Deleting the risk completely is an unrealistic dream of all of us engaged in the new product design and implementations. Profit comes with a factor of risk. And risk should be well managed.
In new product introduction, the major question we ask is if the new offering will resonate with the client needs. In majority of cases, we use common sense together with our experience from the industry to consciously assess if the new value proposition can be attractive. However, the “devil sits in details”. Although, we know general ideas that support the new product, it usually has number of parameters that decides about its future success or failure.

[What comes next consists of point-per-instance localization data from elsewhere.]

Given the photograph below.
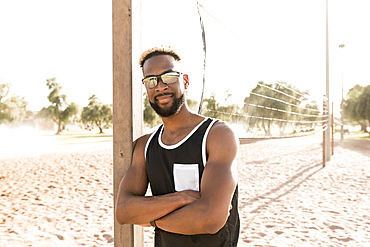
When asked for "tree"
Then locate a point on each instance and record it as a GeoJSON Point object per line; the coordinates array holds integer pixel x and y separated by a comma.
{"type": "Point", "coordinates": [97, 113]}
{"type": "Point", "coordinates": [363, 106]}
{"type": "Point", "coordinates": [59, 111]}
{"type": "Point", "coordinates": [12, 107]}
{"type": "Point", "coordinates": [354, 106]}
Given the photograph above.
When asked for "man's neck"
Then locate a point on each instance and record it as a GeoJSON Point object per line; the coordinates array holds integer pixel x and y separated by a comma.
{"type": "Point", "coordinates": [183, 119]}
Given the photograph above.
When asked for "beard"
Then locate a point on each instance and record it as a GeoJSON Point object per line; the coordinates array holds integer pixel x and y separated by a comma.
{"type": "Point", "coordinates": [171, 110]}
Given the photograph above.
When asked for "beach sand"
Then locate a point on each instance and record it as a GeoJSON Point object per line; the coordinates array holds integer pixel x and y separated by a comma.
{"type": "Point", "coordinates": [286, 197]}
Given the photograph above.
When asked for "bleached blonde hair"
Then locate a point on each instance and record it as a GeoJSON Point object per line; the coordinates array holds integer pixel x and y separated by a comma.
{"type": "Point", "coordinates": [158, 50]}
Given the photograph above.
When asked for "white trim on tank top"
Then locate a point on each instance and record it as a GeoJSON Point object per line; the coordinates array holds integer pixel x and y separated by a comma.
{"type": "Point", "coordinates": [150, 138]}
{"type": "Point", "coordinates": [183, 140]}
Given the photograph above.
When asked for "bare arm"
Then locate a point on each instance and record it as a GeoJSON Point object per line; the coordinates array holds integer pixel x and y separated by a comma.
{"type": "Point", "coordinates": [209, 214]}
{"type": "Point", "coordinates": [133, 207]}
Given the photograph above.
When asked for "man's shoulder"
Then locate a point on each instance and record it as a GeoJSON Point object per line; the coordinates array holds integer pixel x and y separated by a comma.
{"type": "Point", "coordinates": [222, 131]}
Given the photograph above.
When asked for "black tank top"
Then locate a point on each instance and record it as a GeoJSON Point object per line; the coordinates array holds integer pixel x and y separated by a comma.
{"type": "Point", "coordinates": [179, 167]}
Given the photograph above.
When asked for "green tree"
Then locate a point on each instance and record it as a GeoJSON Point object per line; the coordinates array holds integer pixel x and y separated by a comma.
{"type": "Point", "coordinates": [12, 108]}
{"type": "Point", "coordinates": [59, 111]}
{"type": "Point", "coordinates": [97, 113]}
{"type": "Point", "coordinates": [363, 106]}
{"type": "Point", "coordinates": [352, 106]}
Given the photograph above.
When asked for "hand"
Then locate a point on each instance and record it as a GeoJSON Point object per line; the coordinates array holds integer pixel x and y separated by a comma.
{"type": "Point", "coordinates": [145, 225]}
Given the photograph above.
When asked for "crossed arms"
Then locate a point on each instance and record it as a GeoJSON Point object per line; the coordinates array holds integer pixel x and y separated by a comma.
{"type": "Point", "coordinates": [185, 212]}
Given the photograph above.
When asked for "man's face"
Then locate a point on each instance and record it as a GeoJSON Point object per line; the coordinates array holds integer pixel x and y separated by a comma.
{"type": "Point", "coordinates": [166, 100]}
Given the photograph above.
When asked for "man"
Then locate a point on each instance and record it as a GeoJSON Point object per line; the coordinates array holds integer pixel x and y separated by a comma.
{"type": "Point", "coordinates": [190, 163]}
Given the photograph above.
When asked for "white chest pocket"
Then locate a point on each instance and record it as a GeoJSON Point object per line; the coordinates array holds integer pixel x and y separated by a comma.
{"type": "Point", "coordinates": [186, 177]}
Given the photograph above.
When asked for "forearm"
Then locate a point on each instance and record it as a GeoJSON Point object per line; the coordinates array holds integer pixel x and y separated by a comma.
{"type": "Point", "coordinates": [195, 218]}
{"type": "Point", "coordinates": [144, 209]}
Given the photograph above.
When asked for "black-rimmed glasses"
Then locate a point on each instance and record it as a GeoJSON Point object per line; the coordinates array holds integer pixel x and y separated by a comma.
{"type": "Point", "coordinates": [166, 77]}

Thanks to a high number of clients retail banking can apply research tools. We often start from qualitative such as focus groups, to shape the concept that then would be evaluated in quantitative research. The major reason for such an approach is the fact quantitative methodology, by definition, has relatively limited number of parameters that can be evaluated. Using a good qualitative approach in the beginning should limit the list of dimensions to a manageable number. It means we could do valuable validation at the quantitative stage.
The situation, however, is different in corporate banking. Products are often more complex and are customized per client. Though this tailored approach gives wider possibility to address actual needs of the client and their customers, new product market introduction requires more from the product owner.
One such example area, in which TietoEVRY gained wealth of experience, is Virtual Account Management (VAM). Although, the idea of consolidating big corporations’ financial flows is close to the heart of each CFO trying to manage it, there are we see institutions can set up different one from another. They can be all successful, as clients differ, markets give their limitations and regulatory and legislative requirements.
Here, TietoEVRY Business Consulting does not leave its clients to fight the battle alone. We can analyze needs of a representative number of clients on individual interviews basis. This component then is a basis for so called “gap analysis”, which is a result of comparison between best cases coming from benchmarking, and, in this case, new product concepts. “Gaps” are differences, which we either consciously ignore or address. Another benefit is our wide experience in corporate banking product delivery, from which we source deep know how.
An example of such collaboration could be one of TietoEVRY leading several initiatives providing Instant Payment Switch to central banks and entire markets. Access to the functionality provided by individual banks is a part of a customer value proposition and, as such, must answer to a number of principal questions including pricing, branding or UX.
New product implementation is high-risk and high-cost initiative. I would like to recommend investing a small fraction of entire budget (often one digit) to cover a cost of not only the product implementation itself but also making the risk of the introduction well calculated.